RFD 028: Structured Inquiry System for Tool Questions
- Status: Implemented
- Category: Design
- Authors: Jean Mertz git@jeanmertz.com
- Date: 2026-03-04
Summary
This RFD replaces the tool_answers re-invocation pattern — where the LLM re-calls a tool with all original arguments plus answers — with a structured inquiry system. When a tool needs additional input targeted at the assistant, the ToolCoordinator spawns an async task that makes a structured output request to the LLM, extracts the answer, and re-executes the tool internally. The LLM never re-transmits the tool's arguments.
Motivation
When a tool returns NeedsInput with QuestionTarget::Assistant, the system needs to get an answer from the LLM without the user's involvement. The original approach works like this:
1. Assistant: ToolCallRequest(call_123, fs_modify_file, args={path, patterns})
2. Tool executes → NeedsInput("Create backup files?")

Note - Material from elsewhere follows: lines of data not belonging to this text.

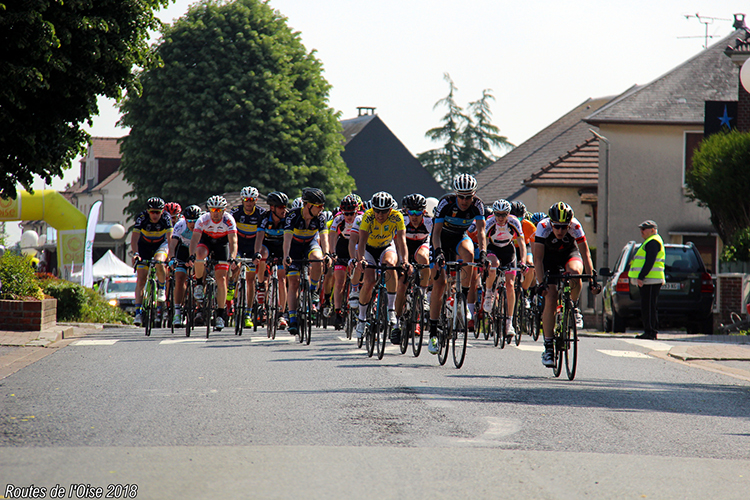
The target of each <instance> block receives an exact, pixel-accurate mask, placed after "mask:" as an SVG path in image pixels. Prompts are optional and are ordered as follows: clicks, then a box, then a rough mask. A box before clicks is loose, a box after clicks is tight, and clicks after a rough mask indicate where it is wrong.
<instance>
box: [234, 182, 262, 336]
mask: <svg viewBox="0 0 750 500" xmlns="http://www.w3.org/2000/svg"><path fill="white" fill-rule="evenodd" d="M258 194H259V193H258V190H257V189H256V188H254V187H253V186H245V187H244V188H242V190H241V191H240V198H241V199H242V204H241V205H237V206H236V207H234V208H233V209H232V211H231V212H230V215H231V216H232V217H234V221H235V222H236V223H237V255H238V256H239V257H243V258H246V259H252V258H253V257H254V256H255V239H256V235H257V232H258V224H259V223H260V220H261V219H262V218H263V216H264V215H265V213H266V209H265V208H263V207H259V206H257V205H256V202H257V201H258ZM255 270H256V268H255V266H250V267H248V268H247V273H246V276H245V279H246V280H247V304H248V308H250V307H252V305H253V300H254V299H255ZM264 270H265V268H263V267H262V266H261V268H260V269H259V271H260V276H258V279H259V281H260V282H261V283H262V282H263V278H264V276H263V275H264ZM239 272H240V267H237V268H236V269H233V271H232V277H231V279H230V280H229V289H228V296H227V300H232V299H233V298H234V286H235V283H236V282H237V277H238V274H239ZM245 326H246V327H252V326H253V323H252V317H251V315H247V316H245Z"/></svg>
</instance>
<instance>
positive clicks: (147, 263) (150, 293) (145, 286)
mask: <svg viewBox="0 0 750 500" xmlns="http://www.w3.org/2000/svg"><path fill="white" fill-rule="evenodd" d="M157 264H163V262H160V261H158V260H154V259H149V260H143V259H138V261H137V262H136V263H135V266H133V271H134V272H135V270H136V269H137V268H138V266H139V265H141V266H148V273H147V274H148V276H147V277H146V283H145V285H144V286H143V299H142V300H141V319H142V321H143V323H142V325H143V327H144V329H145V332H146V336H147V337H149V336H151V329H152V328H153V326H154V323H155V322H156V313H157V308H158V304H157V300H156V298H157V290H158V284H157V279H156V265H157Z"/></svg>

3. System: ToolCallResponse(call_123, "Tool needs input: ...")
4. Assistant: ToolCallRequest(call_456, fs_modify_file, args={path, patterns, tool_answers={...}})
^ Re-transmits ALL arguments
5. Tool completes
6. System: ToolCallResponse(call_456, "File modified successfully")This has three problems:
- Token waste. Tool arguments (file contents, pattern lists) are re-transmitted in full. A tool with 5000-token arguments wastes ~5000 tokens per question.
- Latency. The LLM must re-generate the entire tool call, including all original arguments.
- Error-prone. The LLM might make mistakes reconstructing arguments, change values, or include the internal
tool_answersfield incorrectly — which contaminates conversation history and causes argument validation failures in subsequent tool calls.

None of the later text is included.